The documents commonly produced and executed on signing in a private company share
• Certificate issued by the relevant authority evidencing the existence of the parties.
• Evidence of payment of annual franchise tax.
• Secretarial certificate confirming the shareholding of the company.
Copy of the resolution of the board of directors of the buyer authorising the purchase of the shares and the transactions contemplated by the share purchase agreement, certified by the secretary of the company as validly adopted and in full force and effect.
Written resignations signed by each officer and director of the company, including revocation of all powers of attorneys granted to them by the company.

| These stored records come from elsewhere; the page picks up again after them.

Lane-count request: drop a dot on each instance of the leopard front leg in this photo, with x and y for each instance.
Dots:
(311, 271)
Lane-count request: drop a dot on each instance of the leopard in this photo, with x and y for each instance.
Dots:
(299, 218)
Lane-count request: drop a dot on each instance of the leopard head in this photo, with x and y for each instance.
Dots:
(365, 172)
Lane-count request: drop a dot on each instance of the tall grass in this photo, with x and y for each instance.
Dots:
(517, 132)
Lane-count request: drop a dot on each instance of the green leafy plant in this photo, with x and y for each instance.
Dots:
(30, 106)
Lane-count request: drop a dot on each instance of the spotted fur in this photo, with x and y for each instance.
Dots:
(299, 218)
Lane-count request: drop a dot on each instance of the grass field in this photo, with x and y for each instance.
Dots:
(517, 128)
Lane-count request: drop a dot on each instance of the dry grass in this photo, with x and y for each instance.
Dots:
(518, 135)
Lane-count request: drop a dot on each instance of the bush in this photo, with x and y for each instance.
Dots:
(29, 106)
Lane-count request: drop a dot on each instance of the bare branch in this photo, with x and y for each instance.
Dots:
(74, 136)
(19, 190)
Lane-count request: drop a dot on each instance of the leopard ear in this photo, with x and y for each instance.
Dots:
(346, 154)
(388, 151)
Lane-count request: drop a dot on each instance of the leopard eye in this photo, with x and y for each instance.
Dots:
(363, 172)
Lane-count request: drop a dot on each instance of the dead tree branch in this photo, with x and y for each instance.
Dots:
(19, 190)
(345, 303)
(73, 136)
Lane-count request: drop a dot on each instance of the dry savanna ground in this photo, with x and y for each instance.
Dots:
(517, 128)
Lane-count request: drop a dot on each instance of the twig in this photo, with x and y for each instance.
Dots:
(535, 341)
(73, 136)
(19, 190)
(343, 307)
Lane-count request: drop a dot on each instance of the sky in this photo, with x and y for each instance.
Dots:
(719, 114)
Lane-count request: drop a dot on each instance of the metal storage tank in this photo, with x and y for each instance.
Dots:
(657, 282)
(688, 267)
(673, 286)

Shareholders' resolution accepting resignations of directors and officers, and appointing new directors and officers, and registered agents, when applicable.
Copy of the resolution adopted by the seller's shareholders authorising the sale of the shares and the transactions contemplated by the share purchase agreement, certified by the secretary of the company as validly adopted and in full force and effect.
Written confirmation that none of the warranties set out in share purchase agreement have been breached.
Articles of incorporation of the company and any amendments to them.
Financial statements up to the year before the sale.
Purchase and sale agreement.
Evidence of the identity and authority of the parties.
Legal opinion of counsel in the parties' jurisdiction of incorporation confirming their legal capacity and authority.
The documents are commonly produced and executed at closing in a private company share sale are:
Certificate(s) representing the shares, duly endorsed in the name of the buyer by the seller.
Updated register of shares evidencing the share transfer.
Delivery of endorsed share certificates is not required for asset sales. Instead, a deed
of title for the assets, together with tax clearance certificates and insurances policies if applicable, must be produced in addition to the sale and purchase agreement.